There are limits. If the citrus is completely tasteless there’s not much of anything that’s going to help. But it works like magic on mediocre fruit. A dose of sugar and the bite of ginger really enhances mandarin-ness of the juices. How you get those juices is the only real challenge – and there’s a couple of solutions.
juicing tiny oranges
I tried juicing tiny oranges and this is what happened
Electric juicer: Every drop of juice was extracted but the orange skins were so thin that they disintegrated in my hand.
Immersion Blender: I peeled the mandarins then threw the whole fruits into a bowl and blitzed them with an immersion blender. The juice was strained out, leaving the seeds and membranes behind. This is was easy and kind of worked but it took a lot of effort with the immersion blender. A few bits of chopped up seeds found their way through the strainer.
Handheld Lemon Presser: Cut in half and press. It took a little more time than the electric juicer and the immersion blender. But it was easy, effective and required the least amount of clean up. Any of these methods will work but the lemon presser was the clear winner for me.
It takes about 10-11 small mandarin oranges for this recipe.
A super simple recipe for Mandarin Ginger sorbet that is sweet and tart. A great way to use up fruit that isn’t perfectly ripe. Sugar boosts the orangy goodness of the mandarins and ginger gives the whole thing a refreshing kick.
9g tapioca starch
68g light corn syrup
zest of half a mandarin orange
460g mandarin orange juice
sugar syrup (see above)
Cut two small thin rounds of ginger about the width and thickness of a quarter.
Make the sugar syrup.
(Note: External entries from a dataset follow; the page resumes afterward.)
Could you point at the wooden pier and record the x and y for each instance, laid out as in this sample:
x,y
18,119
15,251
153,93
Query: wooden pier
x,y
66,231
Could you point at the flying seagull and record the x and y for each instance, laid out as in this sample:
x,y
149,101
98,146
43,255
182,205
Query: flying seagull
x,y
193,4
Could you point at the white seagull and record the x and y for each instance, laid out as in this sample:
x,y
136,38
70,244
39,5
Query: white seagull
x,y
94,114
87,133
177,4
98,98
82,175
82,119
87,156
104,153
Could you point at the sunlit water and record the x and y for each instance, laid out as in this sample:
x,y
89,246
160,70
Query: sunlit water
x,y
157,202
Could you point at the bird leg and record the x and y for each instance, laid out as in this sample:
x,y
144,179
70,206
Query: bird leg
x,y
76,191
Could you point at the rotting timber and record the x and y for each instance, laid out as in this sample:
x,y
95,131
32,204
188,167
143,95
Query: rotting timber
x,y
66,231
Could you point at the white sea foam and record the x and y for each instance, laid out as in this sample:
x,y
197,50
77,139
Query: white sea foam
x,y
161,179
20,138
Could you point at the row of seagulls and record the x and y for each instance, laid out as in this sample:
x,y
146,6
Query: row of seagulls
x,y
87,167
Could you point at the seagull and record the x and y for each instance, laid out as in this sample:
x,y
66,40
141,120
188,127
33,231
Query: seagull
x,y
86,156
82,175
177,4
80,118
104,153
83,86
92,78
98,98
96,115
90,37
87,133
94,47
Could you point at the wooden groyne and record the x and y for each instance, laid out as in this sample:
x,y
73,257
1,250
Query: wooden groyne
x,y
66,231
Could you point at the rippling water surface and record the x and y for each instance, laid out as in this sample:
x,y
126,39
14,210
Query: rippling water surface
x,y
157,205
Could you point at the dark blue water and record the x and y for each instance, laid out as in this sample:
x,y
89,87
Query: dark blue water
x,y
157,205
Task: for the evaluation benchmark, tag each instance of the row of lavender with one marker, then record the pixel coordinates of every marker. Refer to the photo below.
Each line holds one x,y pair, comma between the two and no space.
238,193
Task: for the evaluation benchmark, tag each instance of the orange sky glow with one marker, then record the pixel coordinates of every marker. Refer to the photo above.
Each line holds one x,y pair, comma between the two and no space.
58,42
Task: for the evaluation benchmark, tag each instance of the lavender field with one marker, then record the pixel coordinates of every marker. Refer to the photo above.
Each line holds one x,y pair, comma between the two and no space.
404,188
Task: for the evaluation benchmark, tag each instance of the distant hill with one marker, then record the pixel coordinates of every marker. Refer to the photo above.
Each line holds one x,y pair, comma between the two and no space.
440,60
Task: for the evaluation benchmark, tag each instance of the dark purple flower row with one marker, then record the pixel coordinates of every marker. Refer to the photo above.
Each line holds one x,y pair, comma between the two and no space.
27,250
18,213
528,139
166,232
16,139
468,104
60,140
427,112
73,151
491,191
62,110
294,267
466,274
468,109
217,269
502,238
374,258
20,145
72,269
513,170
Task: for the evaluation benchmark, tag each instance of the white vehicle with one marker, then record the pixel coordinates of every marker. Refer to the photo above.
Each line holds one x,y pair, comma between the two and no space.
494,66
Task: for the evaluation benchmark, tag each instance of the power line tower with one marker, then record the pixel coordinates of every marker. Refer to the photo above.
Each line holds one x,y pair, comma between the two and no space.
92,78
Combine water with the sugar, tapioca starch, corn syrup, ginger and zest in a small saucepan over medium to medium-high heat.
Stir continuously for about 8-11 minutes until the mixture just starts to boil (do not allow it to come to a full boil) Once the texture of the sugar syrup becomes thicker and viscous (or once it hits 212 degrees if you are using a thermometer) immediately take it off the heat.
Place it in a container (including the zest and ginger) Let it cool to room temperature then refrigerate for a minimum of 4 hours to a maximum of 24 hours. The longer it rests the deeper the flavor.
Discard the zest and ginger. Thoroughly mix the mandarin juice with the sugar syrup.
Process in your ice cream maker according to the manufacturer’s instructions.
The sorbet is finished when it reaches the consistency of soft serve ice cream (about 20-30 minutes in most machines)
Scoop into a container, place a piece of plastic wrap or parchment paper on the surface and freeze until firm (2-4 hours minimum)
The size of the mandarin zest should be a little over an inch. Anything bigger will absorb too much of the sugar syrup and throw off the proportions of the recipe.
No need to fuss over the ginger. Slice it and throw it in. Peel it or not – your choice.
For a subtle ginger flavor take out the ginger after 20 minutes. The longer the ginger sits in the syrup the stronger the flavor.